Considering the fact that the Company has spent the entire CSR amount for the relevant period fully and disclosing the CSR details in Board’s Report in a plain manner, it is clear that the Company has satisfied the substantial provisions of Section 135. However the details in Para 5 of Rule 8 ought to be disclosed in Tabular Form instead of the plain manner as disclosed by the company. It is an established legal principle that a procedural irregularity cannot vitiate a substantial action itself. Whatever non compliances made out in this case are procedural irregularities, which may not attract the same penalty as that of a substantial violation of Section 135. However, since Section 450 mandates a minimum penalty of Rs. 10,000/- for the Company and the Officers in default, the quantum of the penalty cannot be reduced less than the minimum amount.

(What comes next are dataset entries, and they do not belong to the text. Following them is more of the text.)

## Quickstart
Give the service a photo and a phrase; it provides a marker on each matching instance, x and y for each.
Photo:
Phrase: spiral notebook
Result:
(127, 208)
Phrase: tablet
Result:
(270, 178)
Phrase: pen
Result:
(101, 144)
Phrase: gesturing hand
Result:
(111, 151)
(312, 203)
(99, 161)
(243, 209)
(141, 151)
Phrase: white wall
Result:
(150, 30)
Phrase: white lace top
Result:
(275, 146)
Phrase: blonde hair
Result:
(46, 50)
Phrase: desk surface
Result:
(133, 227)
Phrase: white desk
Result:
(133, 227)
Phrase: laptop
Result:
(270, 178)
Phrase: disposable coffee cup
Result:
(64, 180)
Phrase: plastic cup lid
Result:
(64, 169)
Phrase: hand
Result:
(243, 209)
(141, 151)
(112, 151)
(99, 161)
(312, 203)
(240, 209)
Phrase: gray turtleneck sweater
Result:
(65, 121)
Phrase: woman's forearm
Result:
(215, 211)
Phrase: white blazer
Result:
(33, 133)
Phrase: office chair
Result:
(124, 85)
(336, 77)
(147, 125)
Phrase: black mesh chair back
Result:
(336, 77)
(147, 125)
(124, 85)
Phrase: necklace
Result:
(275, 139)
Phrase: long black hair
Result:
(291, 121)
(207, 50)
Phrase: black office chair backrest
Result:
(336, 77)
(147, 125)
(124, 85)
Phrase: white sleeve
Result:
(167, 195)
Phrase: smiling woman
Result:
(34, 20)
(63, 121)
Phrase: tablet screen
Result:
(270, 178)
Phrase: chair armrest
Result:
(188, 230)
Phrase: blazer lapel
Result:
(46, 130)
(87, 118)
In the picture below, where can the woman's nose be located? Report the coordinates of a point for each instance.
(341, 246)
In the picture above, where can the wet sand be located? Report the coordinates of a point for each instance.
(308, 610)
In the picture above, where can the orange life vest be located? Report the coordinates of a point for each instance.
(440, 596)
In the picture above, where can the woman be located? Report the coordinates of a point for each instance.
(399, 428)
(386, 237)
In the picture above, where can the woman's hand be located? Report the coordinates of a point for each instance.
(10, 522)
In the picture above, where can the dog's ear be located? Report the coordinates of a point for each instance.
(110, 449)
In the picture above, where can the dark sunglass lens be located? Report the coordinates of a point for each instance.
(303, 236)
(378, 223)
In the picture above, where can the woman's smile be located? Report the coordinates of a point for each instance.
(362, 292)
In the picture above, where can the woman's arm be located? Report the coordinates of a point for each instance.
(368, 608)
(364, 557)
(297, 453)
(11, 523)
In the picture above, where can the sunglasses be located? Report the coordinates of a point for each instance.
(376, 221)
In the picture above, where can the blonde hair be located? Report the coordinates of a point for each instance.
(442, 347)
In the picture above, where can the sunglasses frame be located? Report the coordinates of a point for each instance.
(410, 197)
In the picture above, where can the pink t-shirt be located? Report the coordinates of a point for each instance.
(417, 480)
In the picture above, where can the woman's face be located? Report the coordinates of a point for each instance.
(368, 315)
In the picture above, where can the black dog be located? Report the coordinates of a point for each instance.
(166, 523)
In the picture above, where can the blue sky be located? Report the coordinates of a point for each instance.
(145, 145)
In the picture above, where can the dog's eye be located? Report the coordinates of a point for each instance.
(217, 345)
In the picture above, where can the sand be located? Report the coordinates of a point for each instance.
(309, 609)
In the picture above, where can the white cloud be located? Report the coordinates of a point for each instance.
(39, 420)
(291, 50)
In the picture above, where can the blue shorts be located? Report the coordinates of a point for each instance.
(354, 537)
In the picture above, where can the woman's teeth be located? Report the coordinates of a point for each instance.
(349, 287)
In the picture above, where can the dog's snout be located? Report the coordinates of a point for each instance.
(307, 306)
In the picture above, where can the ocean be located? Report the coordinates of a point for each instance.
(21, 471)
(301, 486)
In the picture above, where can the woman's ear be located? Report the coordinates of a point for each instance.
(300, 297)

Hence a penalty of Rs. 10,000/- is imposed on both the Company and the Officer in default, Mr. Chennimalai Gounder Kandaswamy, Managing Director for the non-compliance of Section 135(4)(a) of the Companies Act 2013 read with Rule 8 of Companies (CSR) Rules.

GOVERNMENT OF INDIA
MINISTRY OF CORPORATE AFFAIRS
OFFICE OF THE REGISTRAR OF COMPANIES
TAMILNADU — COIMBATORE
No. 7 A G T BUSINESS PARK, PHASE II,1ST FLOOR,
CIVIL AERODROME POST, COIMBATORE – 641014
e-Mail :[email protected]

Order Ref: ROCCBE/ADJ/135/5944/2024 Date: 30.08.2024

Order for Penalty under Section 454 for violation of Section 135(5), 135(4)(a) and 134(3)(o) of the Companies Act, 2013 read with the Companies (Adjudication of Penalties) Rules, 2014

Company Name: ADISANKARA SPINNING MILLS PRIVATE LIMITED
CIN: U17111TZ1995PTC005944

1. Appointment of Adjudicating Officer:

Ministry of Corporate Affairs vide its Gazette Notification No.A-42011/112/2014-Ad.II dated 24.3.2015 appointed undersigned as Adjudicating Officer in exercise of the powers conferred by the Companies Act, 2013 (hereinafter known as Act) read with Companies (Adjudication of penalties) Rules, 2014 for adjudging penalties under the provisions of this Act.

2. Company:

M/s ADISANKARA SPINNING MILLS PRIVATE LIMITED having CIN U17111TZ1995PTC005944 (Herein after referred to as “the Company”) is a company incorporated under the Companies Act, 1956, and it’s having registered office address at “207, Mangalam Road, Karuvampalayam, Tirupur – 641604, Tirupur District, TamilNadu, India “. Mr. Chennimalai Gounder Kandaswamy has been the Managing Director (Key Managerial Personnel) of the Company from 29/09/1999 to 10/06/2022. Since the period of offence is from 2014-15 to 2016­17, Mr. Chennimalai Gounder Kandaswamy is the Officer in Default as per section 2(60)(ii) of the Companies Act 2013.

3. Facts of the case:

A. In the Financial Year 2014 – 15, the Company became eligible for CSR spending attracting Section 135 of the Companies Act 2013 as the Net Profit for the previous Financial Year was more than Rs. 5 Crores. Since the Company has not spent any money for CSR activities in that Financial Year, the Company has explained in the Board’s Report that it “is in the process of identifying appropriate eligible CSR projects” as mandated under Section 135(4)(a).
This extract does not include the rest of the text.